CVE-2025-10072 is a medium-severity vulnerability affecting Portabilis i-Educar versions up to 2.10. The vulnerability arises from improper access controls in the processing of the URL path /matricula/[ID_STUDENT]/enturmar/. This endpoint appears to handle student enrollment or class assignment data. Due to insufficient validation or authorization checks, an attacker can remotely manipulate this endpoint to gain unauthorized access or perform unauthorized actions related to student enrollment data. The vulnerability does not require user interaction or authentication, making it remotely exploitable over the network with low attack complexity. The CVSS 4.0 vector indicates no privileges are required (PR:L means low privileges, but AT:N means no authentication needed), no user interaction, and partial impact on confidentiality, integrity, and availability. Although no public exploits are currently known in the wild, the exploit code has been made public, increasing the risk of exploitation. The vulnerability affects multiple versions from 2.0 through 2.10, indicating a long-standing issue in the product. The lack of patch links suggests that a fix may not yet be available or publicly disclosed. The vulnerability could allow attackers to access or modify sensitive student enrollment data, potentially leading to data breaches, unauthorized data manipulation, or disruption of educational administrative processes.

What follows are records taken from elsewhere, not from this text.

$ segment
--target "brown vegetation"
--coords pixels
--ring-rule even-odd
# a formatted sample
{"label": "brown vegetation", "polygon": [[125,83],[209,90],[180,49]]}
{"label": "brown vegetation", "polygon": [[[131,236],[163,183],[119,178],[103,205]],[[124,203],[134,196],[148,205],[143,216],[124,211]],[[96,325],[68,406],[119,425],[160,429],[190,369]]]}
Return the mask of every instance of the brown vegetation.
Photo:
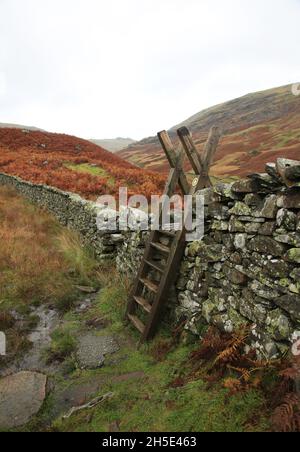
{"label": "brown vegetation", "polygon": [[[185,121],[199,149],[213,125],[224,131],[211,174],[246,176],[263,172],[278,157],[297,159],[300,151],[300,102],[291,87],[254,93],[212,107]],[[175,127],[170,134],[178,142]],[[168,163],[158,140],[147,138],[119,152],[122,158],[144,169],[164,173]],[[187,167],[188,168],[188,167]]]}
{"label": "brown vegetation", "polygon": [[[70,168],[80,164],[99,168],[100,174]],[[21,129],[0,129],[0,171],[86,198],[118,193],[121,186],[128,187],[129,194],[150,197],[165,183],[163,176],[134,167],[89,141]]]}

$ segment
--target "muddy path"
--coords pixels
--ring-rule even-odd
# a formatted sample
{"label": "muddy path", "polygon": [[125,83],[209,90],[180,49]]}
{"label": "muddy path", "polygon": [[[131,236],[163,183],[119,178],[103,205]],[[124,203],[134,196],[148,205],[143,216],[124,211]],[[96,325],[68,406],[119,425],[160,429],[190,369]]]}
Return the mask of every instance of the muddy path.
{"label": "muddy path", "polygon": [[[39,320],[27,337],[30,349],[0,368],[0,429],[24,428],[40,413],[42,429],[47,429],[56,417],[90,401],[107,383],[101,368],[117,365],[114,355],[122,351],[122,341],[112,334],[106,322],[93,318],[97,296],[81,297],[66,316],[43,305],[34,310]],[[66,357],[74,364],[70,373],[66,360],[49,362],[45,353],[53,332],[69,325],[76,325],[76,349]],[[71,375],[73,370],[77,371],[75,377]],[[140,375],[128,374],[123,378]],[[45,404],[47,412],[42,408]]]}
{"label": "muddy path", "polygon": [[[62,322],[59,313],[47,306],[39,306],[34,310],[39,318],[37,326],[28,334],[31,346],[25,354],[13,360],[7,367],[0,368],[0,376],[6,377],[16,372],[30,370],[46,374],[56,372],[57,365],[48,365],[44,359],[44,351],[51,343],[51,334]],[[19,320],[22,321],[22,320]]]}

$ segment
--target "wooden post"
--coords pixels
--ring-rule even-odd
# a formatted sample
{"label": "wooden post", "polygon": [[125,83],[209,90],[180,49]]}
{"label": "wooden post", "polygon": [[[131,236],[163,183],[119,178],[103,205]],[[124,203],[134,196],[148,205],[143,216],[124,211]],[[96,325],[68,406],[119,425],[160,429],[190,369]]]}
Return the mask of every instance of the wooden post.
{"label": "wooden post", "polygon": [[192,136],[186,127],[181,127],[177,130],[178,137],[181,141],[183,149],[187,153],[188,159],[191,162],[192,168],[196,174],[202,173],[202,162],[198,155],[198,151],[193,142]]}
{"label": "wooden post", "polygon": [[177,131],[177,133],[182,146],[187,153],[192,168],[194,169],[196,175],[200,177],[199,190],[211,187],[212,183],[208,173],[221,138],[220,129],[218,127],[211,128],[207,142],[204,146],[202,157],[198,154],[193,138],[186,127],[182,127]]}
{"label": "wooden post", "polygon": [[[183,161],[184,161],[184,154],[183,152],[179,151],[176,152],[174,149],[174,146],[172,144],[172,141],[169,137],[168,132],[163,130],[162,132],[159,132],[157,134],[158,139],[160,141],[160,144],[165,151],[166,157],[168,159],[168,162],[171,166],[171,168],[178,168],[178,164],[180,165],[179,169],[179,185],[184,195],[187,195],[190,191],[190,186],[188,183],[188,180],[186,178],[186,175],[183,172]],[[180,162],[178,162],[178,157],[180,158]]]}

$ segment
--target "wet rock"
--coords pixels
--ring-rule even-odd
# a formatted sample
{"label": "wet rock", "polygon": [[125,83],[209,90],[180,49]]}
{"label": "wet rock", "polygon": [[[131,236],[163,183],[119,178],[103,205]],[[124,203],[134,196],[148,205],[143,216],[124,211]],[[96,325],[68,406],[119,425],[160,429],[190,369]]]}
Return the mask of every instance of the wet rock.
{"label": "wet rock", "polygon": [[272,256],[282,256],[286,251],[286,247],[271,237],[257,236],[251,239],[248,243],[250,251],[267,254]]}
{"label": "wet rock", "polygon": [[102,367],[107,355],[119,350],[119,345],[112,336],[87,333],[78,341],[77,359],[82,369]]}
{"label": "wet rock", "polygon": [[59,314],[55,310],[41,305],[34,309],[34,316],[39,320],[35,326],[31,326],[31,331],[27,336],[31,344],[30,349],[13,362],[7,363],[8,367],[1,368],[0,366],[0,376],[15,374],[24,370],[34,370],[48,375],[59,372],[59,366],[49,364],[44,360],[44,350],[50,345],[51,334],[60,322]]}
{"label": "wet rock", "polygon": [[19,372],[0,380],[0,428],[27,424],[39,412],[46,397],[46,375]]}

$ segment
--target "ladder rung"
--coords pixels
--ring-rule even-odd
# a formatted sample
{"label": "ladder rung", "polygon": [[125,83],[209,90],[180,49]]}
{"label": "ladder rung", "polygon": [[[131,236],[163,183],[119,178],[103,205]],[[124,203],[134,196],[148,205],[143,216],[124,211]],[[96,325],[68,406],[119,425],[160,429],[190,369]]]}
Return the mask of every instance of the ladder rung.
{"label": "ladder rung", "polygon": [[162,235],[166,235],[167,237],[176,237],[176,232],[172,232],[172,231],[158,231],[160,234]]}
{"label": "ladder rung", "polygon": [[161,251],[163,253],[167,253],[167,254],[170,253],[170,248],[168,248],[165,245],[162,245],[161,243],[152,242],[151,246],[152,246],[152,248],[155,248],[156,250]]}
{"label": "ladder rung", "polygon": [[143,322],[139,318],[137,318],[135,315],[128,314],[128,318],[129,318],[129,320],[131,320],[131,322],[136,327],[136,329],[139,330],[139,332],[143,334],[143,332],[145,330],[145,325],[143,324]]}
{"label": "ladder rung", "polygon": [[142,298],[142,297],[133,297],[133,298],[134,298],[134,300],[135,300],[140,306],[142,306],[142,308],[143,308],[146,312],[148,312],[148,313],[150,314],[151,309],[152,309],[152,306],[151,306],[150,303],[148,303],[147,300],[145,300],[145,298]]}
{"label": "ladder rung", "polygon": [[163,267],[161,267],[159,264],[157,264],[156,262],[146,260],[146,264],[149,265],[150,267],[154,268],[155,270],[157,270],[160,273],[164,273],[164,271],[165,271],[165,269]]}
{"label": "ladder rung", "polygon": [[151,290],[151,292],[156,293],[158,291],[158,286],[154,282],[149,281],[149,279],[141,278],[140,281],[142,284],[144,284],[145,287]]}

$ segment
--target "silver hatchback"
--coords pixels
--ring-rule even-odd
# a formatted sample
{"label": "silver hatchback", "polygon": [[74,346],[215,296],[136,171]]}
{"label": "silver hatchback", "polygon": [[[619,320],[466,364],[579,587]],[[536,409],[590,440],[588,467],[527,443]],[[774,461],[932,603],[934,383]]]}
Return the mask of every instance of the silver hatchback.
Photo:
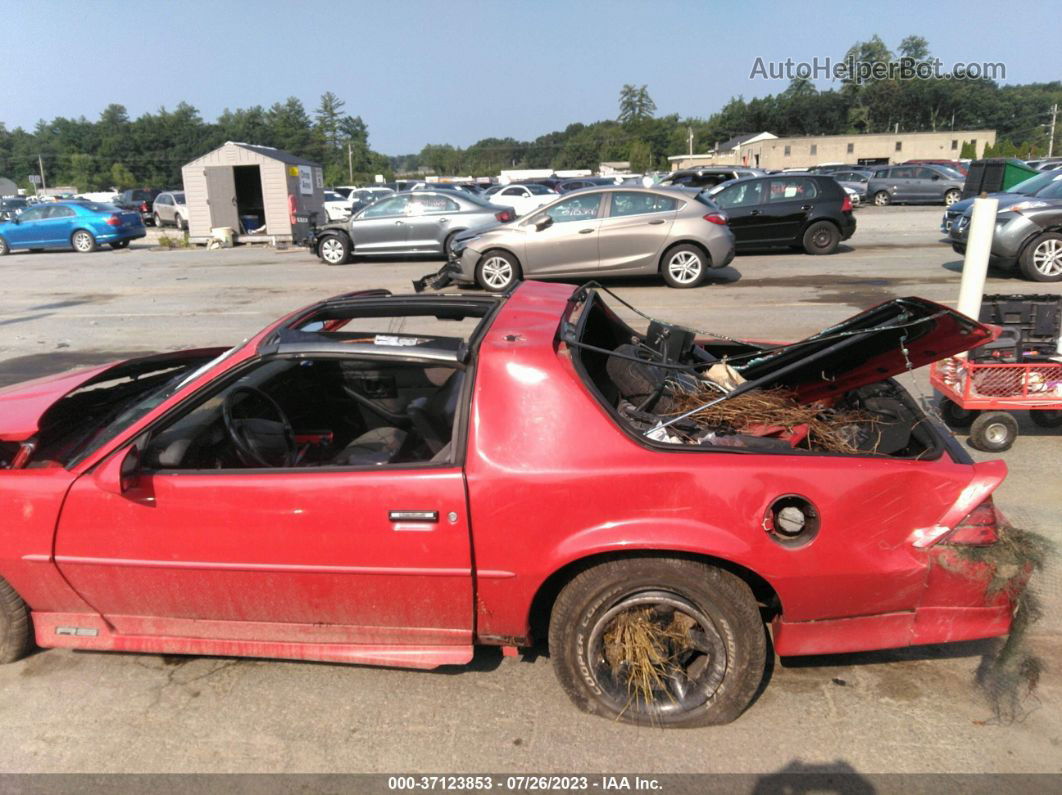
{"label": "silver hatchback", "polygon": [[616,186],[565,194],[519,221],[464,235],[449,274],[491,292],[518,279],[659,273],[696,287],[734,258],[727,216],[682,188]]}

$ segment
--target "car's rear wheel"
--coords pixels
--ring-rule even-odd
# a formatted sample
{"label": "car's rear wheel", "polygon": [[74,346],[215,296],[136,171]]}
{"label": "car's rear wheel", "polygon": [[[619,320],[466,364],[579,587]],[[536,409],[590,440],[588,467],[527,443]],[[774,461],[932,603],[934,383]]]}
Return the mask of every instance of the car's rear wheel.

For European organizations, particularly educational institutions using Portabilis i-Educar, this vulnerability poses a risk to the confidentiality and integrity of student data. Unauthorized access to enrollment information could lead to privacy violations under GDPR, exposing institutions to regulatory penalties and reputational damage. Manipulation of enrollment data could disrupt academic records, affecting student progression and institutional operations. Since the vulnerability is remotely exploitable without authentication, attackers could leverage it to compromise multiple systems across networks, potentially leading to broader operational impacts. The medium severity indicates moderate risk, but the public availability of exploit code increases the urgency for mitigation. European educational bodies, especially those with digitalized student management systems, must consider this threat seriously to maintain compliance and operational continuity.

Organizations should immediately audit their use of Portabilis i-Educar and identify affected versions in their environment. Until an official patch is released, implement network-level access controls to restrict access to the vulnerable endpoint, such as IP whitelisting or VPN requirements. Employ web application firewalls (WAFs) with custom rules to detect and block suspicious requests targeting /matricula/[ID_STUDENT]/enturmar/. Conduct thorough logging and monitoring of access to this endpoint to detect potential exploitation attempts. Educate IT staff about the vulnerability and the importance of rapid response. Once a patch is available, prioritize its deployment. Additionally, review and strengthen access control mechanisms within the application to ensure proper authorization checks are enforced on sensitive endpoints. Consider isolating the application in a segmented network zone to limit exposure. Regularly back up enrollment data to enable recovery in case of data manipulation.